"Cadigan, Pat - True Faces" - читать интересную книгу автора (Cadigan Pat)

Stilton coughed. "I don't think it'll work. We're-ah-" he turned to the Lazarian "-we're too different." I could tell he was trying to imagine how those sackheads would register. The 'viewer worked on interpreting a lot of little things-facial expression, blood flow, temperature, eye and muscle movements, pulse, respiration, vocal quality and inflection, choice of words, context, and some other things I didn't have to bother remembering. It wasn't infallible, we'd all been told, but in my experience, I have yet to see anyone beat it, not even the most hardened pathological liars. We were only allowed to use it to determine probable cause for search and/or arrest, not to determine official guilt or innocence, so it wasn't any more admissible in court than the old lie detector results had been, but it was useful enough.

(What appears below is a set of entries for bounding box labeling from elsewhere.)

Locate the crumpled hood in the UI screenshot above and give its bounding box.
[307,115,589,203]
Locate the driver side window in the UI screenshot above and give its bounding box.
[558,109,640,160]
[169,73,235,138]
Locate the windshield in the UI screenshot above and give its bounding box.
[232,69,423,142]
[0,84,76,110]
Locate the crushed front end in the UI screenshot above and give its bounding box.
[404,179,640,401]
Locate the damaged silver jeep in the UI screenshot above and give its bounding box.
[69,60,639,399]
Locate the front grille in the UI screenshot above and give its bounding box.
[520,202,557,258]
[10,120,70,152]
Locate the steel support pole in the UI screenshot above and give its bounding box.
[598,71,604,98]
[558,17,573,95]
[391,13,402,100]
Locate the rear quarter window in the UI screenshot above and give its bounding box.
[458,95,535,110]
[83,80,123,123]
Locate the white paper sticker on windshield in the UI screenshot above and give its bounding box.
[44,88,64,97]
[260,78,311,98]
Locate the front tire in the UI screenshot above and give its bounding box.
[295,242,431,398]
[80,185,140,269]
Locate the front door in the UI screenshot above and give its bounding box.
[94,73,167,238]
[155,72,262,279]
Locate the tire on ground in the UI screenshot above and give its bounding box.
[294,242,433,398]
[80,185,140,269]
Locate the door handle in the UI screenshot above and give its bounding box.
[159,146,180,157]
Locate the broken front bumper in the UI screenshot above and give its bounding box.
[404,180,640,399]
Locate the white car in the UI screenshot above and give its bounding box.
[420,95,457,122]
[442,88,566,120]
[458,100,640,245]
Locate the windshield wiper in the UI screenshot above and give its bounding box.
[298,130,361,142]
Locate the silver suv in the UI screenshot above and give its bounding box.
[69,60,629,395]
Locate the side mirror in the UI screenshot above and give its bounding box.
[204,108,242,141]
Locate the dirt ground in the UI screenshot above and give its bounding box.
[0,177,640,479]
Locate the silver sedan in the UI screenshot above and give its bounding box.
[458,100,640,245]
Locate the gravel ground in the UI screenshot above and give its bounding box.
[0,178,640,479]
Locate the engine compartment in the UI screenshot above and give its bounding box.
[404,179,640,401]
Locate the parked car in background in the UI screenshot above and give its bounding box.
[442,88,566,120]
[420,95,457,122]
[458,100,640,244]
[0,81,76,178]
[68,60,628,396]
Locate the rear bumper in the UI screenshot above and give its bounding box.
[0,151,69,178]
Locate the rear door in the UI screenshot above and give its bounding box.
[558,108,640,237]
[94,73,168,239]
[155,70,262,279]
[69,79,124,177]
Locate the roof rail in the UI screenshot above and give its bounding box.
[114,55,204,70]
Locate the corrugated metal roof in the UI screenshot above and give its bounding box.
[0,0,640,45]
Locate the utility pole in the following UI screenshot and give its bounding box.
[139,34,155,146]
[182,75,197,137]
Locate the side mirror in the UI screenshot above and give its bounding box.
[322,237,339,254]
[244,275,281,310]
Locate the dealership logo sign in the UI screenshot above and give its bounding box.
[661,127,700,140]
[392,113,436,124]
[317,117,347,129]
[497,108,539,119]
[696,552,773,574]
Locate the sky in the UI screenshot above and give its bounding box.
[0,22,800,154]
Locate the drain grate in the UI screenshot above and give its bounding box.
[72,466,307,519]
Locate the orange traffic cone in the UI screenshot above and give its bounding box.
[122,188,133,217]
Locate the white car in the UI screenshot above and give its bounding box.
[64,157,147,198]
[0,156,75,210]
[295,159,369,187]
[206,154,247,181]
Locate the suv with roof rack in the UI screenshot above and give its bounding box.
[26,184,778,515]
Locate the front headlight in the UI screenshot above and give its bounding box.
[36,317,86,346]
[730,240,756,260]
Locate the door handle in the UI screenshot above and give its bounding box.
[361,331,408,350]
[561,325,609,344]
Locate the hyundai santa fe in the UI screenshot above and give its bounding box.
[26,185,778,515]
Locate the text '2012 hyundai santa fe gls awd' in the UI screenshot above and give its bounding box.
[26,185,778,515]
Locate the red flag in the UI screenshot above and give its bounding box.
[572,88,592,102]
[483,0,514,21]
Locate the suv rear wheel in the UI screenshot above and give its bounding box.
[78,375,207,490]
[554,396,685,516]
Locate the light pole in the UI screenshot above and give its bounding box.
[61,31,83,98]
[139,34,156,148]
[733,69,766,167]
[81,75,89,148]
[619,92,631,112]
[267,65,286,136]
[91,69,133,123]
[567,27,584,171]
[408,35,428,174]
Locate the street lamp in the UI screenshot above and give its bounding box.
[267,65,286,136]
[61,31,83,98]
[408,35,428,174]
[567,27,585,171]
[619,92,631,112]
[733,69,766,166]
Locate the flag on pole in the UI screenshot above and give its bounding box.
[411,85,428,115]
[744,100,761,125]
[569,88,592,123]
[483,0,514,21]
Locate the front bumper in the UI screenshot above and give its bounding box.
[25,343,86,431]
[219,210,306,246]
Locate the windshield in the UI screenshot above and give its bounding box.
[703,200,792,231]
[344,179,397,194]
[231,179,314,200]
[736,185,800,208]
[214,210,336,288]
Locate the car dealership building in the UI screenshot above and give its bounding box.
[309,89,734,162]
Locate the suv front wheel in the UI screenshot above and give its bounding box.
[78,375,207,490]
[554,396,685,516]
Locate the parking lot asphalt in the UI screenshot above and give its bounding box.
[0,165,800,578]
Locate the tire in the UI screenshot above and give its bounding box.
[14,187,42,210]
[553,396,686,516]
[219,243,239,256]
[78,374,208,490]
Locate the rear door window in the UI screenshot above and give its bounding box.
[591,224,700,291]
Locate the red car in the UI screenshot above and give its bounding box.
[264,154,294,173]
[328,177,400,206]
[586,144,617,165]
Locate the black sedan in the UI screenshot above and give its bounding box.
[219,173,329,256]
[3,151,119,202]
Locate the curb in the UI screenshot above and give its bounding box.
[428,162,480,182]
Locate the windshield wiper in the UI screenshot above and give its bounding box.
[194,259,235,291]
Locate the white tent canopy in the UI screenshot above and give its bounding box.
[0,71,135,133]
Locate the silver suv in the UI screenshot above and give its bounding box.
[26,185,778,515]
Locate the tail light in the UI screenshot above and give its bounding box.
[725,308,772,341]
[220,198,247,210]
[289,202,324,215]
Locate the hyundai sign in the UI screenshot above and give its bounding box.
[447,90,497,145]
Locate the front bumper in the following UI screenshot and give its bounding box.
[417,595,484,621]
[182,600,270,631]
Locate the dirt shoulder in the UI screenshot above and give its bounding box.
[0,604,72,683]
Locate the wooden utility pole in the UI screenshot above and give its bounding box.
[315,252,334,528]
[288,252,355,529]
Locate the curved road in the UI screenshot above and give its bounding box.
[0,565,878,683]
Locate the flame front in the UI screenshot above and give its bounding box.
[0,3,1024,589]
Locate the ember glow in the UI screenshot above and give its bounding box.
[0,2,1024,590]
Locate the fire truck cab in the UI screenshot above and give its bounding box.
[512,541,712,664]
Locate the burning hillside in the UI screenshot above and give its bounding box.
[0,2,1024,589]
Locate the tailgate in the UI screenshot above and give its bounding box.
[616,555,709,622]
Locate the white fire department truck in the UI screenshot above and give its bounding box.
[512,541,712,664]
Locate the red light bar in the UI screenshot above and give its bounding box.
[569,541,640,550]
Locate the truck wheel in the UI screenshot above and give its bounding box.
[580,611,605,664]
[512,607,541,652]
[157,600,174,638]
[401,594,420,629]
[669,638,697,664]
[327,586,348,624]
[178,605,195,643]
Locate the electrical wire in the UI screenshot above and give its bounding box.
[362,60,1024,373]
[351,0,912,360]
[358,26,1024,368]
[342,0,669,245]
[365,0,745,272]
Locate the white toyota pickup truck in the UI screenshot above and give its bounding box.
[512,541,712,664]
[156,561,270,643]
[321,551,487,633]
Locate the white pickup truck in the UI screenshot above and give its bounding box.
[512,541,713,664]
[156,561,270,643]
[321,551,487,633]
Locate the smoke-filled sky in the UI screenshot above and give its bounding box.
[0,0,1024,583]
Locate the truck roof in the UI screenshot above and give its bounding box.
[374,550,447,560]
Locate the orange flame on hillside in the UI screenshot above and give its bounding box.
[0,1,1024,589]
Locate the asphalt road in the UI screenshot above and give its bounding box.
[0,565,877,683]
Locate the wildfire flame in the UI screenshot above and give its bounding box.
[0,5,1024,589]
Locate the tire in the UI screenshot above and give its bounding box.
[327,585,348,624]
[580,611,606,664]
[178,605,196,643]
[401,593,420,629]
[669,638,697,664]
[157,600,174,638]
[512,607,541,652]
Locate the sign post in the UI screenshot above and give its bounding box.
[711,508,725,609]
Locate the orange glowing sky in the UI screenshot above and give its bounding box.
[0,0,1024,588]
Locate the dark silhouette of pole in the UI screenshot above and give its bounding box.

"Can converrrt," said the Lazarian. "Ha-ahve progra-ahms to converrrt for our species."
Stilton held the 'viewer protectively close to his chest, giving me a desperate look.
"I don't know," I said. "I'd have to call-"
Farber swallowed. "Weren't you told to take every measure necessary to wrap this up as quickly as possible?" He leaned closer and lowered his voice. "Do you want to think about the repercussions of having an unsolved murder in the Lazarian embassy? They'll have to call out the National Guard to protect this place, and all of us will still be trapped inside of it. And that includes you and your partner. The door is booby- trapped. Something sonic. Break the plane from this side and you'll drop like a rock. When you wake up, you'll have the worst headache of your life." He jerked his head at the group of humans. "Some of them tried it. Ask them if they'll try it again. Get it through your head, no one is going to leave here until this is settled, and if it takes months, that's not Thinta-ah's problem."
"All right," I said. All right for now. Call in a siege team? I'd never get that okayed. I'd have to see about locating the control for the doorway knock-out and figure out how to disable it later. That would probably cause an international incident-interstellar incident?-but not as major an incident as a siege team storming the place.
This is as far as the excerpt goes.